Le contexte géopolitique
La principale justification du projet de loi, comme l’a déclaré la commission, est d’éviter une interruption de la présence humaine continue en LEO. Il ne s’agit pas simplement de continuité scientifique. Il s’agit avant tout d’empêcher la Chine de prendre le leadership dans l’espace avant que les stations commerciales ne soient prêtes à prendre le relais.
Cette urgence découle des progrès rapides de la Chine. Pékin a lancé le module central de sa station spatiale Tiangong en 2021 et achevera la construction en 2022. La Chine a l’intention d’exploiter Tiangong jusqu’au milieu des années 2030, créant ainsi un concurrent direct à l’ISS vieillissante.
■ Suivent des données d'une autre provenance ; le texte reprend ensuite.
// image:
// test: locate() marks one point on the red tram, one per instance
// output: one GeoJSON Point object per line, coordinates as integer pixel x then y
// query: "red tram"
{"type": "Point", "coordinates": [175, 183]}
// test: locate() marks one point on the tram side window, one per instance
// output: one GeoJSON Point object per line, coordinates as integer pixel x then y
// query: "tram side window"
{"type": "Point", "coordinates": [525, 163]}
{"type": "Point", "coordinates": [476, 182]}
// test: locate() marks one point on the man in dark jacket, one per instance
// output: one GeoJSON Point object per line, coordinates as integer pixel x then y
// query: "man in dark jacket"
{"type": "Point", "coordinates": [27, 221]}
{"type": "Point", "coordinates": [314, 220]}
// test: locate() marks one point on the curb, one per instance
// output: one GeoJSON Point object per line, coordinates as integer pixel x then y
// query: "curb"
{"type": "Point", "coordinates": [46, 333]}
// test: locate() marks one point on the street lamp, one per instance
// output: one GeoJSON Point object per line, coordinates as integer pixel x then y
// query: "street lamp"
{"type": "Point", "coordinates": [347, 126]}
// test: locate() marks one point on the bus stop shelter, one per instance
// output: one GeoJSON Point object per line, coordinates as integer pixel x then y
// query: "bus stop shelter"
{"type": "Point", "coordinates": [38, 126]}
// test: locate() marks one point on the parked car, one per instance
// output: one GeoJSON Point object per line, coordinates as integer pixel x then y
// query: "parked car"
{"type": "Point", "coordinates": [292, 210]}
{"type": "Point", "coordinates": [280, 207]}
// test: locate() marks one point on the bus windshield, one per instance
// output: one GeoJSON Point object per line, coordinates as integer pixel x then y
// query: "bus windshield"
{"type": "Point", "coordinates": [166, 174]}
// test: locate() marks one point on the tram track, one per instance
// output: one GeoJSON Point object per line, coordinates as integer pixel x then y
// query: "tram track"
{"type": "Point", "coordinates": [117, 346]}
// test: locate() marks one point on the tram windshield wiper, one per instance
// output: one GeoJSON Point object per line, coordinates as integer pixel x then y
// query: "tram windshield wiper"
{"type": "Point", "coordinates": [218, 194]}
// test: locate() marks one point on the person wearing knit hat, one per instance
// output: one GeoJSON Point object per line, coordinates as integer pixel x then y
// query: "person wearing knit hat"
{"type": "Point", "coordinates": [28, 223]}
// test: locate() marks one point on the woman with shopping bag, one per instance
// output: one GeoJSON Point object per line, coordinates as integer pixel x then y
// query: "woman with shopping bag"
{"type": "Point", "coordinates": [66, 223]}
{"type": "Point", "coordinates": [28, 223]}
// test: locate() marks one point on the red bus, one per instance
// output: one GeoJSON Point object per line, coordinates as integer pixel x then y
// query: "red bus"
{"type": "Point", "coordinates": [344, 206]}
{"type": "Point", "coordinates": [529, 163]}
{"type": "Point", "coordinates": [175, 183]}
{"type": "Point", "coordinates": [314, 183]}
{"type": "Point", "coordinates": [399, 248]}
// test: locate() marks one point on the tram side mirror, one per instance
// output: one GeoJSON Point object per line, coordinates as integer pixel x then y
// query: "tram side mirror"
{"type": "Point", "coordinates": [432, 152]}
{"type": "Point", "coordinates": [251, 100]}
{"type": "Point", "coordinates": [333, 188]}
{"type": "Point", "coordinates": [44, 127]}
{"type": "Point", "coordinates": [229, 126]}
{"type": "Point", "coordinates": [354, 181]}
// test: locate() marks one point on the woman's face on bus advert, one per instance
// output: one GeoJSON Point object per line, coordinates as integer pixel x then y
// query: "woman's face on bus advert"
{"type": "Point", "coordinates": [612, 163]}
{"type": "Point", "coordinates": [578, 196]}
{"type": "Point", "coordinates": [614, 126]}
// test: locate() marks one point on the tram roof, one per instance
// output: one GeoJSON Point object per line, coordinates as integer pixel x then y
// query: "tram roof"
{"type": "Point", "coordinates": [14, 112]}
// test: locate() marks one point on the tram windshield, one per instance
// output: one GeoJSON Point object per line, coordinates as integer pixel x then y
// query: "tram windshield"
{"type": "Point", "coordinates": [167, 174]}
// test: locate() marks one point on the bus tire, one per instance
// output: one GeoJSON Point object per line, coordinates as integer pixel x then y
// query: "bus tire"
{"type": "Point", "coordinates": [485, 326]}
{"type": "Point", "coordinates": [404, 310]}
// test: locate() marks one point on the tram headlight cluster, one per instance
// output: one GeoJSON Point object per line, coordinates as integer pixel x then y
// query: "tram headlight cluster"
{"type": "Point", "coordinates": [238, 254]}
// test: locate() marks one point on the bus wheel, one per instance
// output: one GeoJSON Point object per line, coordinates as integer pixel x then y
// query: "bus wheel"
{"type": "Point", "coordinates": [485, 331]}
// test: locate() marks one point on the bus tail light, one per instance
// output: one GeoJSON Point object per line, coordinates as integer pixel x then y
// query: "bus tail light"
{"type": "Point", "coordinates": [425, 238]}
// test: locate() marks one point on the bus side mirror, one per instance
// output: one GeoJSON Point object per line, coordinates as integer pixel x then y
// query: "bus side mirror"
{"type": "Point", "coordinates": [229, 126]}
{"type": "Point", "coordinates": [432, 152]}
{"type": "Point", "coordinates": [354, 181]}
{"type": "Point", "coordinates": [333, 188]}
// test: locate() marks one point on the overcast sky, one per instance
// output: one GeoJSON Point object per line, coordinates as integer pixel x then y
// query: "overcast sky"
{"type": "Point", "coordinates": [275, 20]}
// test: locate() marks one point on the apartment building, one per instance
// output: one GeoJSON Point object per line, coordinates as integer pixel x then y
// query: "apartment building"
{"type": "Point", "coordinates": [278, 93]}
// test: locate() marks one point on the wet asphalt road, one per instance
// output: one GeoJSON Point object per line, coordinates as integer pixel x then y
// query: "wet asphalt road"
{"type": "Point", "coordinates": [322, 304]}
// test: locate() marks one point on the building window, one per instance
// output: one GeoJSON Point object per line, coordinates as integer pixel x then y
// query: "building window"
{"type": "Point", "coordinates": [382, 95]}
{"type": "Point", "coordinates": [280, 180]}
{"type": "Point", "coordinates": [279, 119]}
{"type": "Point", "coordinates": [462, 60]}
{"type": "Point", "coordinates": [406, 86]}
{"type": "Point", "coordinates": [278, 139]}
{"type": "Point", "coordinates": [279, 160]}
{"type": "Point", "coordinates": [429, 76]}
Les préoccupations du comité ont été soulignées lors d’une audition en septembre intitulée “Il y a une mauvaise Lune à l’horizon”, soulignant la nécessité de devancer la Chine dans les missions lunaires et LEO.
Alternatives commerciales et scepticisme
La stratégie américaine repose sur la transition vers des stations spatiales commerciales développées dans le cadre du programme Commercial LEO Destinations de la NASA. Plus de 500 millions de dollars ont été alloués depuis 2021 à des sociétés comme Blue Origin et Voyager Technologies, qui construisent respectivement Orbital Reef et Starlab. Des startups comme Vast et Axiom Space se disputent également un rôle dans l’avenir de LEO.
Cependant, le comité sénatorial exprime son scepticisme quant à savoir si ces stations commerciales seront pleinement opérationnelles d’ici 2030. Le projet de loi demande spécifiquement à la NASA de ne pas mettre hors service l’ISS jusqu’à ce que des remplacements viables soient prêts, garantissant ainsi une présence humaine continue quels que soient les retards dans le développement commercial.
Financement et ambitions lunaires
Au-delà de l’extension de l’ISS, le projet de loi rejette également les coupes budgétaires proposées par le président Trump pour la NASA. Au lieu de cela, il alloue 24,7 milliards de dollars pour l’exercice 2026 et 25,3 milliards de dollars pour l’exercice 2027, soit une augmentation significative par rapport aux 18,8 milliards de dollars demandés par Trump. Une disposition clé ordonne à la NASA de commencer la construction d’une base avec équipage sur la Lune, renforçant ainsi les objectifs lunaires à long terme dans le cadre du programme Artemis. Cette base lunaire est considérée comme une plaque tournante pour la recherche scientifique, le développement technologique et les opérations stratégiques.
“Une présence humaine et robotique soutenue sur la base lunaire soutiendra les recherches scientifiques prioritaires qui jettent les bases d’une mission réussie vers Mars”, a déclaré le comité scientifique du Sénat dans un communiqué de presse.
Prochaines étapes
Le projet de loi est désormais soumis à l’approbation du Sénat et de la Chambre des représentants avant d’être potentiellement promulgué par le président Trump. Si elle est adoptée, l’extension de l’ISS représenterait une déclaration d’intention claire : les États-Unis sont déterminés à maintenir leur leadership dans l’espace, même si cela signifie prolonger la durée de vie d’un actif international vieillissant pendant que les alternatives commerciales rattrapent leur retard.